Dominance of Roadways Segment in the Logistics Market
Among the four primary modes of transport — railways, airways, roadways, and waterways — roadways unambiguously dominate the global Logistics Market by revenue share. Road freight accounts for more than 40% of total logistics revenue globally, and this dominance is rooted in a combination of geographic flexibility, infrastructure ubiquity, last-mile connectivity, and cost competitiveness for short-to-medium haul distances.
Road logistics is the only transport mode capable of door-to-door delivery without requiring transshipment, making it indispensable for retail, manufacturing, perishable goods, and construction material supply chains. In markets such as the United States, Germany, India, and Brazil, road freight networks form the connective tissue linking ports, distribution centers, manufacturing facilities, and end consumers. The density of paved road networks in North America and Europe means that shippers can achieve next-day and same-day delivery commitments that rail or waterway alternatives cannot match on equivalent routes.

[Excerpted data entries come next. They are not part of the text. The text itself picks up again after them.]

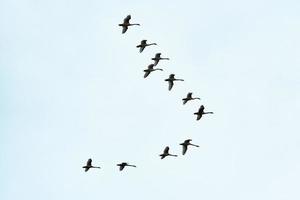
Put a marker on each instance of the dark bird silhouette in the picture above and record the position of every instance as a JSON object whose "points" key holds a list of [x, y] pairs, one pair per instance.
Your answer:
{"points": [[166, 153], [188, 98], [171, 80], [89, 165], [143, 45], [157, 58], [126, 23], [201, 112], [150, 69], [185, 145], [124, 164]]}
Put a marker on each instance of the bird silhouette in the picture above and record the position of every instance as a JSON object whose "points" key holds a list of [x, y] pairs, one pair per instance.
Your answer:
{"points": [[201, 112], [126, 24], [157, 58], [166, 153], [143, 45], [150, 69], [188, 98], [123, 165], [171, 80], [185, 145], [89, 165]]}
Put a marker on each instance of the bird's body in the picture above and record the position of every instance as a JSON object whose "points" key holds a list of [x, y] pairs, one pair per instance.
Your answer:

The segment is also experiencing a technology-driven renaissance. Telematics platforms, electronic logging devices (ELDs), dynamic load matching algorithms, and AI-powered dispatch systems are enabling fleet operators to reduce empty miles, a metric that historically represented 25–35% of total truck movements. Leading logistics technology firms and traditional carriers alike have invested heavily in digital freight marketplaces that aggregate shipper demand and carrier capacity in real time, compressing spot rate volatility and improving asset utilization.

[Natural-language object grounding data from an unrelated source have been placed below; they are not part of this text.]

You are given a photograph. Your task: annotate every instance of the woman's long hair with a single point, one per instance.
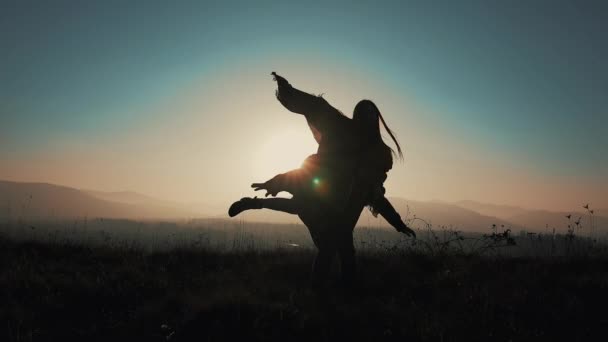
(368, 113)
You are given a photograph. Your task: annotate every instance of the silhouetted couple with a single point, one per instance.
(333, 186)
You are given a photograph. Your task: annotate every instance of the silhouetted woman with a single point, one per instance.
(333, 186)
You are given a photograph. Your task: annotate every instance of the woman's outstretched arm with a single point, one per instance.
(319, 113)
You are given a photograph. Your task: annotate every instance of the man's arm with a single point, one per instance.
(316, 109)
(386, 209)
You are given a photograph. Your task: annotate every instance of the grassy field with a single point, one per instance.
(92, 292)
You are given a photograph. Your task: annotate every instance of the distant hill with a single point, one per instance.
(43, 200)
(436, 213)
(500, 211)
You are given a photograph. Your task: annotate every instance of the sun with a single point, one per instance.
(282, 151)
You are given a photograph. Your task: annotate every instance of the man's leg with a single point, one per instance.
(286, 205)
(346, 250)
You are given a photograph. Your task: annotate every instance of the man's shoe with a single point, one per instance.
(243, 204)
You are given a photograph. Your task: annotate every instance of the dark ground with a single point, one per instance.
(66, 292)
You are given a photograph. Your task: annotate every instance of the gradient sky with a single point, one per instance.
(496, 101)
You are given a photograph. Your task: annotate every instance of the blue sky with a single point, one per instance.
(527, 80)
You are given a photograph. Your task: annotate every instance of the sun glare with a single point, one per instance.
(281, 152)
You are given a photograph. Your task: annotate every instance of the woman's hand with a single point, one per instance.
(282, 82)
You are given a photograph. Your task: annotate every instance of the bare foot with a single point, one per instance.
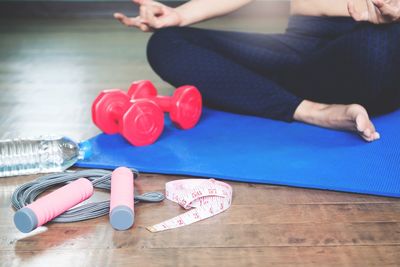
(352, 117)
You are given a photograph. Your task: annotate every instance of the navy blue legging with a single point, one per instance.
(322, 59)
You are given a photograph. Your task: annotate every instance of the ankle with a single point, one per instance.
(308, 111)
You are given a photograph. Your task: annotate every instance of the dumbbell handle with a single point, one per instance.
(50, 206)
(164, 102)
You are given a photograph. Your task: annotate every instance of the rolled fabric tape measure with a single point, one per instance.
(206, 197)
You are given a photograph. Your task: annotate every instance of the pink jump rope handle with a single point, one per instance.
(50, 206)
(121, 203)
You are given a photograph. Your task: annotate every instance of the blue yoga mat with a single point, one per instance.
(250, 149)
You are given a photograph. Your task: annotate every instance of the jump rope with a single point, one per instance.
(57, 206)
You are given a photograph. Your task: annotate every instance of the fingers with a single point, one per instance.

Key players maintaining leadership positions in road freight include Deutsche Post AG, which operates an extensive European road network through its DHL division; United Parcel Service of America, Inc., whose ground parcel infrastructure in North America is among the most dense in the world; FedEx, which has invested significantly in ground network expansion to compete with UPS in the parcel segment; and DSV, which following its acquisition of Panalpina and Agility's Global Integrated Logistics business has assembled one of the world's largest road freight footprints across Europe, the Middle East, and Africa.

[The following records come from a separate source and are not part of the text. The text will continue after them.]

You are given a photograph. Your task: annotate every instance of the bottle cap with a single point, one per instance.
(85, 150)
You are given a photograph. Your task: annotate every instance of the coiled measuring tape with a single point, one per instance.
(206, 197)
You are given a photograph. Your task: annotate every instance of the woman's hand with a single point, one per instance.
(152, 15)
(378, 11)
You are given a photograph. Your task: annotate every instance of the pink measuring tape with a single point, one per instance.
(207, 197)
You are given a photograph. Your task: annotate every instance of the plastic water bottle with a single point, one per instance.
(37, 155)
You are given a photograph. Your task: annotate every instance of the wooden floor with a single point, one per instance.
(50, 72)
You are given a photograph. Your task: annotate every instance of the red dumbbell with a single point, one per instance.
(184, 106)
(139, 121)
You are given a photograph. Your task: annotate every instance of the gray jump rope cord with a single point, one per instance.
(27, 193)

C.H. Robinson Worldwide Inc. represents a distinct model — a non-asset-based freight broker that orchestrates road freight capacity across a network of over 85,000 contracted carriers in North America and Europe. Its technology-first approach positions it as a platform competitor to traditional asset-heavy carriers, and it has consistently gained share in a fragmented market where efficiency and visibility are primary purchase criteria.
The share of roadways within the broader Logistics Market is consolidating rather than growing, as intermodal solutions — combining rail and road — gain traction for medium-distance hauls where the carbon efficiency of rail offers regulatory and cost advantages. However, the absolute revenue contribution of road freight continues to expand as overall logistics volumes increase. The emergence of electric trucks, particularly from manufacturers such as Daimler Truck, Volvo, and Nikola, is anticipated to reduce per-kilometer operating costs for fleet operators over the 2026–2030 period, reinforcing road freight's competitive position against alternative modes for distances under 500 kilometers.
Furthermore, the growth of the E-Commerce Logistics Market is a structural tailwind for road freight specifically, as parcel delivery by definition terminates with a road segment. The proliferation of fulfillment centers positioned within 30 miles of major population centers is shortening average delivery distances and increasing the frequency of dispatch cycles, both of which favor road over rail or air for the majority of consumer goods shipments.